If greater flexibility is a feature of post-pandemic work, inflexible jurisdictions will have a hard time competing.
That’s not to say that a telework-friendly future comes without its problems. In an already divided country, it may lead to more friction.
Debates over stay-at-home orders frequently degenerate into tussles between those relatively unaffected by pandemic-related lockdowns because they can work at home, and those for whom continued employment and the viability of their businesses require their physical presence. That split will linger if telework becomes a better-accepted option but remains possible for less than half the population.
On a similar note, in recent decades, Americans have had “unprecedented choice about where and how they wanted to live” and have moved accordingly, noted Bill Bishop in his 2008 book, The Big Sort. As it turns out, our preferred lifestyle correlates closely with our politics; “liberals would rather live in cities, while conservatives prefer rural areas and small towns,” as Pew Research puts it. That’s meant people concentrating themselves in like-minded communities, reinforcing each other’s beliefs, and having less personal contact with those who disagree.

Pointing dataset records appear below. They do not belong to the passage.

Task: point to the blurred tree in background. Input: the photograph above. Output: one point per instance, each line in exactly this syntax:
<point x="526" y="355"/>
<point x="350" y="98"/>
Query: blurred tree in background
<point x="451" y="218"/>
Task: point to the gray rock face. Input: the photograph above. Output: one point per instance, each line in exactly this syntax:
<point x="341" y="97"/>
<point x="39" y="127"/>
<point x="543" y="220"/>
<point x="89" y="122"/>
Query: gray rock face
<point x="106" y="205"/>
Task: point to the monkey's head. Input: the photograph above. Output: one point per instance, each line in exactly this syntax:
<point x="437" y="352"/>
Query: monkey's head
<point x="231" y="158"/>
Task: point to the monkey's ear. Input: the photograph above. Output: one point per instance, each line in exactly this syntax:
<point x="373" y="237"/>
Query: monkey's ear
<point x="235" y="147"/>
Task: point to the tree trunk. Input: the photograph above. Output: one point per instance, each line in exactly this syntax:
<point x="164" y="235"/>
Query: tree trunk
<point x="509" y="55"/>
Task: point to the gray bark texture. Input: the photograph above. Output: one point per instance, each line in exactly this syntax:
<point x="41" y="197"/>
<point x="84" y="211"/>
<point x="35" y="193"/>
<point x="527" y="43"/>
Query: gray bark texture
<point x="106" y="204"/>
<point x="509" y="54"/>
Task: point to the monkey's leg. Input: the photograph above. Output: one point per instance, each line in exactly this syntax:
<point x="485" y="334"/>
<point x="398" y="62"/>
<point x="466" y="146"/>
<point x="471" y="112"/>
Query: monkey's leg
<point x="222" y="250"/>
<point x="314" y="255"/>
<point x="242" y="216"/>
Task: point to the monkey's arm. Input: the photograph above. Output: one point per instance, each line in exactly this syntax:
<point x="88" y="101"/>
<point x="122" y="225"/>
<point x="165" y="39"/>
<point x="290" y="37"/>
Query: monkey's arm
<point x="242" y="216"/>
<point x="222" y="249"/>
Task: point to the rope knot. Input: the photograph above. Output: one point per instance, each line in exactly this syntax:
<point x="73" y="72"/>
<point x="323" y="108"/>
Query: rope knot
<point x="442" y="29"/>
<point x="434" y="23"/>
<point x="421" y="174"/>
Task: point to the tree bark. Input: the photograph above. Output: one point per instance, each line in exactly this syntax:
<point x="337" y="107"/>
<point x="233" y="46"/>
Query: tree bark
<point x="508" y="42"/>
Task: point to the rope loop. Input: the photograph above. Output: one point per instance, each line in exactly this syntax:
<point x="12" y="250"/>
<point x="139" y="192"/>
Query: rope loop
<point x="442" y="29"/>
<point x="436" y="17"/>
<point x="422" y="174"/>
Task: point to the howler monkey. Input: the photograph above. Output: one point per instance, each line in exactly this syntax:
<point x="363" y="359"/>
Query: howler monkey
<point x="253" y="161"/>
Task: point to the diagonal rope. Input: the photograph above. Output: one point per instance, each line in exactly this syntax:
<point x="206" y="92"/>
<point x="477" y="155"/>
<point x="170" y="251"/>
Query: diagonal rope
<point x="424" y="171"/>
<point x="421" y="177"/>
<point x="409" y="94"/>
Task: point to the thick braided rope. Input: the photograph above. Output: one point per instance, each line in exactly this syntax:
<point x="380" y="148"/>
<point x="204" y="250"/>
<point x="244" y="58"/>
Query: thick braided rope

An enhanced ability to live where we want, rather than where our employer is based, may lead to more sorting along political lines and less room for agreement. That’s not a big problem if decisions are left to individuals and communities, but it’s a recipe for growing conflict if we continue to concentrate power upwards.
Overall, however, the pandemic will offset a little of the damage done by the virus itself, and by bumbled human responses to the health threat it poses, if it leaves in its wake a more flexible business culture. That will mean more freedom for many of us to work how we wish, and to live in places that make us happy and treat us well.